Affymetrix SNP CEL Input Engine

The Affymetrix SNP CEL Input Engine imports a set of .cel files generated following hybridizations of genomic DNA to SNP Genotyping GeneChips and combines the data into a single SAS data set.

What do I need?

Before you can successfully import the raw data into SAS data sets that can be used for analysis in JMP Genomics, you must locate and gather several sources of information.

•

An Experimental Design File (EDF) that indexes the individual .cel files for the experiment. The EDF is typically a text file or Excel spread sheet and must be created before the data can be imported. Alternatively, you can generate an EDF by parsing the .arr files, associated with each .cel file, using the Affymetrix ARR File Parser. The ARR File Parser is a JMP Scripting Language (JSL) script that parses information from all of the .arr files into two JMP files. The first output file (named ARR.jmp, by default) contains all the experimental parameters listed in all of the .arr files. The second output file (named EDF.jmp, by default) lists only those variables that vary across chips. This EDF.jmp file can be modified to serve as an EDF for subsequent JMP Genomics processes.

•

All of the .cel files containing the raw data. They must be located and copied to a single folder. Each .cel file corresponds to an individual microarray and contains the hybridization intensities for that array.

•

One or more specific library files. These files contain information used to associate individual data points extracted from the .cel files with corresponding probesets. Library files are available for download from the Affymetrix website.

•

Two SAS data sets, referred to as the SNP Annotation data set and the Copy Number Annotation data set. These data sets contain annotation information imported from the Affymetrix .CSV annotation file for the specific SNP GeneChips used in the experiments. Each row in the SNP Annotation data set corresponds to a separate SNP probeset. Each row in the Copy Number Annotation data set corresponds to a separate copy number probeset. Required variables for both data sets include Probe_Set_ID, Chromosome, and Physical_Position. To generate each of these data sets, first download the specific .CSV file from the Affymetrix website and then import the data into a SAS data set using the Import Individual Text, CSV, or Excel Files process.
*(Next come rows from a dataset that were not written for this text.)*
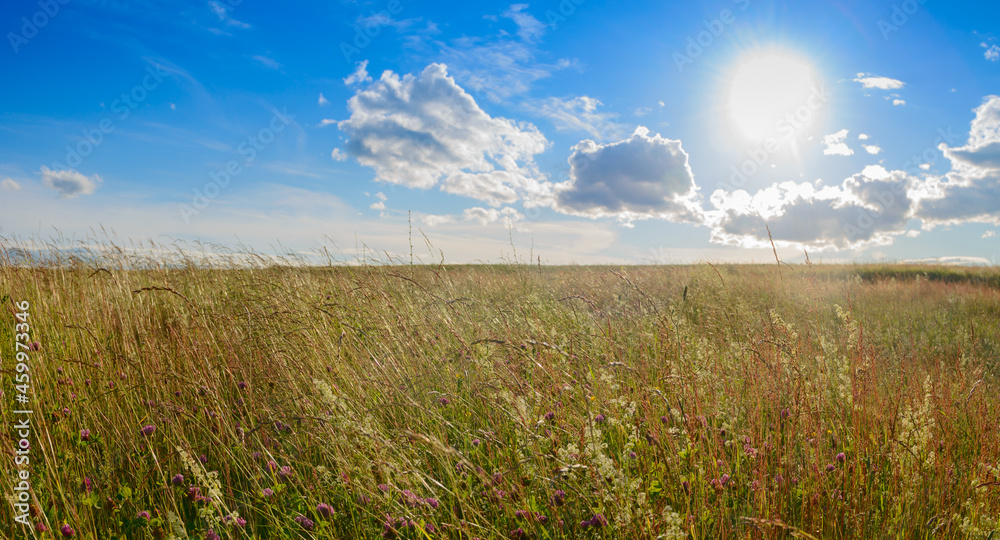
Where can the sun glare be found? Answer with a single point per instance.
(767, 88)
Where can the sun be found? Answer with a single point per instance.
(767, 88)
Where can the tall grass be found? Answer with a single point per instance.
(505, 401)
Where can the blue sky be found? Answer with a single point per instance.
(577, 131)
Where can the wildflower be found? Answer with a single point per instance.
(324, 510)
(305, 522)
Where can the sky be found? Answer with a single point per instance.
(558, 132)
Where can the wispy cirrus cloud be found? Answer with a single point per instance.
(868, 80)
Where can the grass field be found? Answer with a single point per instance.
(507, 401)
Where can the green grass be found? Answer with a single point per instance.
(686, 402)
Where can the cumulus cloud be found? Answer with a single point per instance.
(223, 14)
(424, 130)
(861, 211)
(868, 80)
(359, 76)
(992, 52)
(835, 145)
(578, 114)
(636, 178)
(69, 183)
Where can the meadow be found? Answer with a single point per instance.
(510, 401)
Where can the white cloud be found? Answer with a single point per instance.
(267, 62)
(69, 183)
(424, 130)
(868, 80)
(835, 145)
(860, 211)
(529, 28)
(359, 76)
(486, 216)
(992, 52)
(578, 114)
(223, 14)
(504, 64)
(636, 178)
A subset of the Chromosome X Titration data set available on DVD from Affymetrix serves as an example. The copy number variation data set consists of five replicates of each of five samples. Three of the samples have abnormal copies of the X chromosome, possessing three, four and five copies, respectively. The remaining two are a normal male and a normal female. A subset of ten files were selected for use in this example and saved in the chrX_titration folder created in the JMP Genomics Sample Data folder.

The EDF was generated using information contained in the .arr files associated with each of the raw data files. Files were parsed using the Affymetrix ARR File Parser process. The required ColumnName variable was added to the resulting EDF.jmp file using the Create ColumnName process and the exp_x_10 modified EDF was saved as a SAS data set in the chrX_titration folder.
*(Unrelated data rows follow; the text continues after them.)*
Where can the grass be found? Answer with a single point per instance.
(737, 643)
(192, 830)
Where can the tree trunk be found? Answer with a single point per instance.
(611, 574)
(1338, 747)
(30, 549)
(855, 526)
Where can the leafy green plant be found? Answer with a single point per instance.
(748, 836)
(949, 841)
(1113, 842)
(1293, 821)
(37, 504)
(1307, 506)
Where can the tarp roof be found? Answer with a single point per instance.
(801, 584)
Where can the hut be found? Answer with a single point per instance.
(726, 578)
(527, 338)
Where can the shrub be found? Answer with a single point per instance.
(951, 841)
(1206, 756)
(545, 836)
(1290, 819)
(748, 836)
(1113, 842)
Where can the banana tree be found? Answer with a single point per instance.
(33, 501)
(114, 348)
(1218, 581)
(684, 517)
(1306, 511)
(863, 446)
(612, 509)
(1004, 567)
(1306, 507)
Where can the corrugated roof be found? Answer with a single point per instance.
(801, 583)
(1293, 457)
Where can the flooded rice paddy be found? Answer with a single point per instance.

The GenomeWideSNP_6.Full.cdf file was downloaded from the Affymetrix website and saved in the chrX_titration folder.

The genomewidesnp_6_na22_annot.sas7bdat SNP annotation file and the genomewidesnp_6_cn_na23_annot.sas7bdat copy number annotation file were generated by importing .csv files, downloaded from NetAffx, using the Import Individual Text, CSV, or Excel Files process, and saved in the chrX_titration folder.

For detailed information about the files and data sets used or created by JMP Life Sciences software, see Files and Data Sets.

Output/Results

The output data sets generated by this process are listed in a Results window. Refer to the Affymetrix SNP CEL Input Engine output documentation for detailed descriptions.